What you need to know about creating a business plan

The Mission and Vision Statements

Every business plan, and every business, begins with mission and vision statements. Naturally you know why you’re an artist. You understand the drive it requires. But there’s something about putting it down in writing, codifying and clarifying it so that as you move forward, they are more than words on a screen. They are the foundation of your future success.

Goals

Yes, you want to create art and sell it. That’s the larger goal. Establishing some benchmark goals, however, will help you plan the steps you need to take in order to make that a reality. Where do you want to be in three months? Six months? Nine months? A year? You want your goals to be ambitious, but they should also be reasonable. You want to be able to march forward, but you also want to make sure that your goals aren’t so abstract that you grind to a halt when you hit a stumbling block. (And you will.)

Identify your customer

No, it’s not about making art to satisfy a customer. It’s about focusing your marketing and social media strategies to create the best possible outcome. The thing about being an artist is that while it may sometimes feel like no one notices what you do, it’s important to remember that there is an audience – and a customer – for everything. The hard part is knowing how to focus your marketing so that you’re working smarter, not harder.

 

That’s really the entire trick to giving the business enough time so that you can keep making art. Work smarter, not harder. It means more than just being comfortable wearing multiple hats and working on multiple levels. It means that, on some level, you thrive on it.

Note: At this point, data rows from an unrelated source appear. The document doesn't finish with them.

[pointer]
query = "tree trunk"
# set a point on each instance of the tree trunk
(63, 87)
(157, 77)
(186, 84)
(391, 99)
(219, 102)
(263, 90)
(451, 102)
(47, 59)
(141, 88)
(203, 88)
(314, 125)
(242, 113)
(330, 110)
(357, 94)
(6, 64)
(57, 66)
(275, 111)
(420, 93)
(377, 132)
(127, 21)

Starting and running your own business is always a risk, regardless of the kind of business it is. Turning your art into your business is a unique kind of risk, though, because you’re risking more than just the very important tangibles of time and money. You are also risking that intangible part of you that drives your art and makes you who you are.  The bravery required to put your passion on the line is necessary. But you need to protect that passion as much as you can.

However, if you forged ahead without a business plan, that doesn’t mean you can’t sit down and write one out. There’s never a wrong time to sit down and rethink how you’re doing things, and creating a business plan is a good way to re-evaluate and reorganize your business so you can focus on your art. There’s plenty of information out there to help you, too. Remember, part of working smarter, not harder means making use of available resources. Check out the Small Business Administration (SBA) Small Business Development Center, and SCORE a nonprofit association dedicated to helping small businesses in your state.

Small Business Accounting Pitfalls

There are so many things to keep in mind when you own a small business. Details ranging from inventory to order fulfillment are just the baseline concerns. If you’re a brick and mortar business, your overhead includes a lease, utilities, and maybe additional employees. If you run an online business, your overhead includes the cost of parking your domain somewhere, maybe an email management system. Regardless of whatever kind of business you own, though, you will have to make sure your books are in order.

Keep it separated.

It’s true that you will spend money out-of-pocket to start your business. You’ll also most likely spend out-of-pocket to bolster up your business in the first few years. Until you start turning a profit, pretty much everything you have will go into the business.

In spite of what seems like an endless flow of your personal cash into supporting your business, though, you should still keep your personal finances and your business finances separate. Creating a separate business checking account is a good way to compartmentalize and organize your business. Not only is good accounting policy, it’s also a way to help you mentally compartmentalize and look at your business in a critical and objective way.

Anyone who starts a business has to have passion and drive. Without it, there’s little point to making all the necessary sacrifices. But the truth is, it’s just not enough to be passionate about your business idea. You have to be able to look at the business and make decisions as objectively as possible.

Keeping it as separate from your personal finances as possible is a solid first step towards helping yourself do this.

Pay attention to the kind of business credit you get.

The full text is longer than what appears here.